O Comitê de Política Monetária (Copom) do Banco Central (BC) anunciou nesta quarta-feira (5) uma nova redução na Taxa Selic, que passa de 14,25% para 14% ao ano. Esta é a quarta redução consecutiva da Selic, uma decisão que reflete a estratégia do BC em responder ao cenário econômico atual.
A reunião que resultou nesta decisão foi realizada na sede do BC, em Brasília. O Copom tem utilizado a Selic como um instrumento para controlar a inflação e estimular a economia. Com a taxa de juros elevada, o crédito se torna mais caro, o que pode levar a uma redução no consumo.
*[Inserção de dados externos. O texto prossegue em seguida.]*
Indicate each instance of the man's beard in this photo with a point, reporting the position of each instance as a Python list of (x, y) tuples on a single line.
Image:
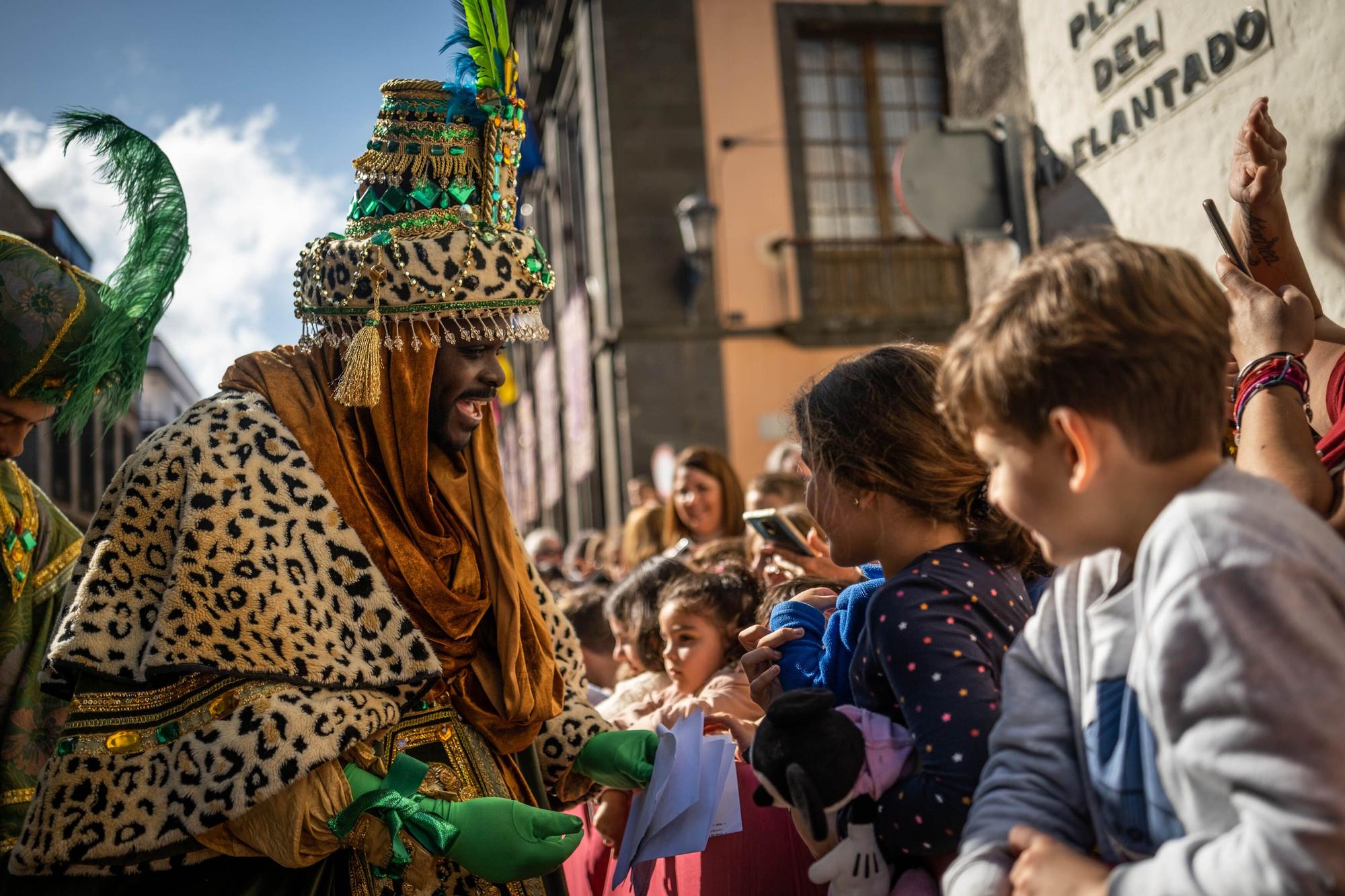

A expectativa é que a redução atual ajude a reanimar a economia e minimize o risco de descontrole nos preços.
Cenário Econômico e Inflação
O IPCA-15, que mede a inflação, registrou uma taxa de 0,06% em julho, uma leve desaceleração em relação ao mês anterior, quando a taxa foi de 0,41%. Apesar da queda, a inflação ainda se encontra acima do limite superior da meta estabelecida pelo Conselho Monetário Nacional (CMN), que é de 3% para 2025, com um intervalo de tolerância.
O cenário internacional, marcado por incertezas devido a conflitos no Oriente Médio, também influencia a política monetária brasileira. O BC destacou que a volatilidade de preços de ativos e commodities exige cautela dos países emergentes. Em relação ao ambiente doméstico, o BC observou uma moderação gradual da atividade econômica, embora o mercado de trabalho permaneça aquecido.
Histórico da Selic e Expectativas Futuras
Antes dessa nova redução, a Selic estava em 15% de junho de 2025 a março de 2023, o maior nível em quase 20 anos. O Copom iniciou o corte dos juros em março, em um contexto de queda da inflação. Contudo, a situação geopolítica atual complicou ainda mais a trajetória de redução da taxa.
Opinião
A decisão do Copom em reduzir a Selic reflete a necessidade de estimular a economia em um cenário global incerto, mas é preciso acompanhar de perto os impactos dessa medida sobre a inflação e o consumo.